Natürlich hatte ich im letzten Jahr gerade den Job gewechselt, einen Fernlehrgang zu erledigen und krampfhaft versucht, Kurzgeschichten zu schreiben. Da kann man schon mal ningeln, wenn ich das so sagen darf.

Auch in diesem Jahr ist der Januar nicht leicht: auf Arbeit muss der Jahresabschluss gemacht werden, mein Auto wollte letzte Woche nicht anspringen, es schneit und eist — was das Laufen unmöglich macht — und ich versuche krampfhaft, meine Kurzgeschichten und die Novelle zu schreiben.

Der Januar ist dunkel, nass und kalt.

Es gibt einen Grund dafür, warum viele Leute vor allem jetzt die bekannte „Winterdepression“ bekommen. Dafür ist der Januar nämlich perfekt, denn anders als der lichterfrohe und vorfreudige Dezember läutet der Januar eine Zeit des Zusammenreißens, der Diäten und des Unter-Druck-Setzens ein.

Pünktlich zum 01. Januar um kurz nach Mitternacht werden Pläne geschmiedet, Ziele gesetzt und neue Menschen geboren. Die M&Ms werden von den Schreibtischen entfernt, die Fitnessstudios werden besucht und die Gemüseabteilung im Supermarkt wird leer gekauft. Und das, obwohl der Januar der traurigste, depressivste und kälteste Monat in unseren Breitengraden ist.

Wenn man eine neue Gewohnheit in sein Leben integriert — wie eben das gesunde Essen oder mit dem Rauchen aufzuhören — dann ist das Umfeld ein ganz entscheidender Faktor für den Erfolg.

Wer keine Zigaretten kauft, raucht weniger.

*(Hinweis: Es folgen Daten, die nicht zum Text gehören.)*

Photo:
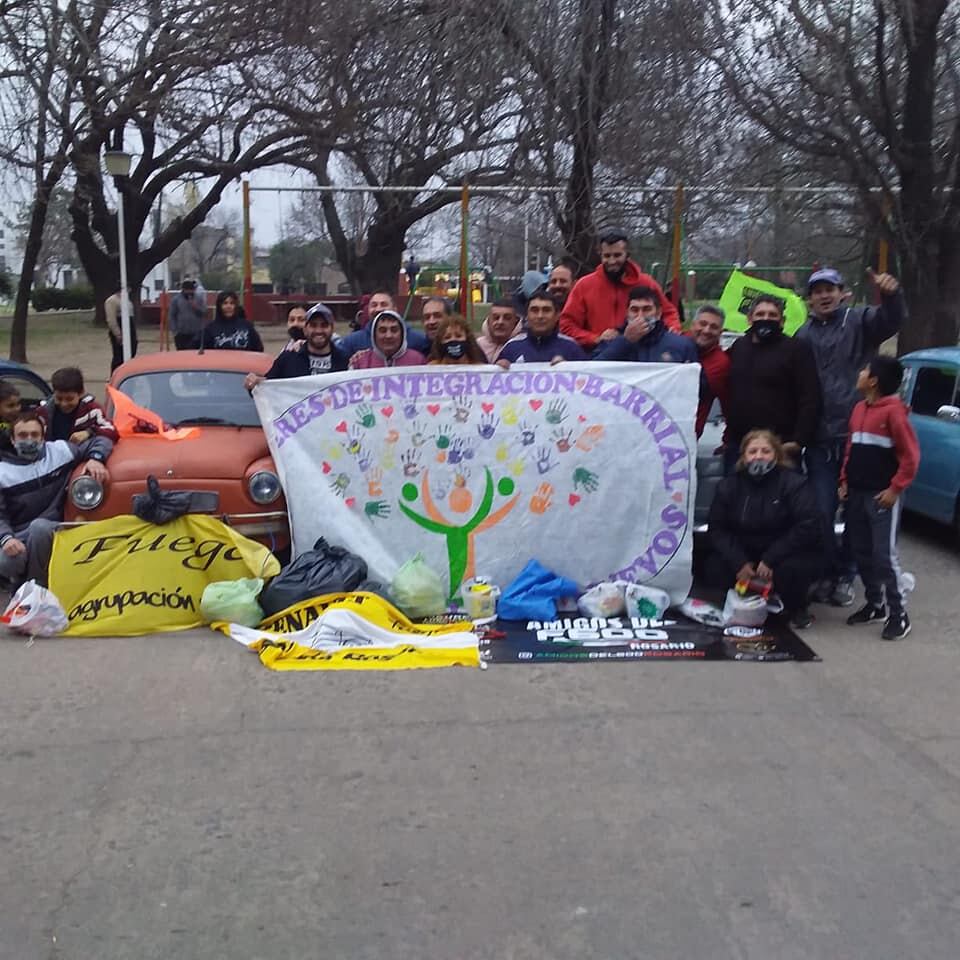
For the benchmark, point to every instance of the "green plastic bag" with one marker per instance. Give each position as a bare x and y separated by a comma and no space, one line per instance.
234,601
417,590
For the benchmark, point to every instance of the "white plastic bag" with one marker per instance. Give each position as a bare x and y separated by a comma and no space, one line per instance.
604,600
417,590
746,611
648,602
234,601
34,610
702,612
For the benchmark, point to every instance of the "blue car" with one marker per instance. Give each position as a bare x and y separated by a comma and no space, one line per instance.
33,388
931,388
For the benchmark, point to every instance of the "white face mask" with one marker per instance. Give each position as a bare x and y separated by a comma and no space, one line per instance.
760,468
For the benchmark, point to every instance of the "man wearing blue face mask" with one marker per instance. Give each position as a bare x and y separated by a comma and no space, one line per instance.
33,483
773,385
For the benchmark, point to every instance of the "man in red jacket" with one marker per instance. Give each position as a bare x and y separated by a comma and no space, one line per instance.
597,306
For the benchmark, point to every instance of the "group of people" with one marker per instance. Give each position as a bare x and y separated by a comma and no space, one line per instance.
797,441
791,451
39,450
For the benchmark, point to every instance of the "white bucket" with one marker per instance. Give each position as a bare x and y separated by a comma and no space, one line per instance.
480,599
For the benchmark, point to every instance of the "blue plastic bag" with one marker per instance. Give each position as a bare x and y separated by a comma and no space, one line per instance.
533,594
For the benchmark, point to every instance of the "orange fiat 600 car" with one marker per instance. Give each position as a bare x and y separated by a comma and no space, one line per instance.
228,455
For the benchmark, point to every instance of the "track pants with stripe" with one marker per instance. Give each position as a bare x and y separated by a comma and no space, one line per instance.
873,536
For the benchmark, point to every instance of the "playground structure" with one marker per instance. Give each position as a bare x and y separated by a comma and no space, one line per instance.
680,279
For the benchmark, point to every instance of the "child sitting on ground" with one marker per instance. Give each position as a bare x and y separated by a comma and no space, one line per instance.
880,463
9,408
72,415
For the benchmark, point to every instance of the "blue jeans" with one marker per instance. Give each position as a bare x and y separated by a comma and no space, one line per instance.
822,464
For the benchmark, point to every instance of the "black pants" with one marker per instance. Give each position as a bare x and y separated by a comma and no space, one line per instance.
117,346
791,577
873,536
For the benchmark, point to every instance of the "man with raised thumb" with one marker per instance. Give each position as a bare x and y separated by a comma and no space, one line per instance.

Wer Äpfel zu Hause hat und keine Schokolade, isst mehr Äpfel. Wer sein Mittagessen mit auf Arbeit nimmt, bestellt weniger beim Lieferservice.

Wer täglich mit dem Rad auf Arbeit fahren möchte und bislang nur mit dem Auto gefahren ist, sollte vielleicht nicht unbedingt jetzt damit anfangen.

Und wer eine Novelle über Todesengel schreiben möchte, sollte sich nicht wundern, wenn das im Januar schlecht funktioniert.

Generell sollte er sich nicht wundern, wenn alles einfach schlechter funktioniert im Januar. In diesem Monat des Endorphin-Entzugs und Vitamin-D-Mangels. In diesem Monat der Jahresabschlüsse und Zielsetzens. In diesem Monat des Stresses und des Drucks.

Ich halte mich ziemlich gut an den Tagesrhythmus. Ich arbeite tagsüber und schlafe nachts.

Vielleicht ist es an der Zeit, auch den Rhythmus des Jahres zu akzeptieren.

Frühling – die Zeit des Erwachens

Sommer – die Zeit des Lebens

Herbst – die Zeit des Erfüllens und Beendens

Winter – die Zeit der Regeneration

Und vielleicht ist es an der Zeit, die Ziele und Pläne entsprechend anzupassen.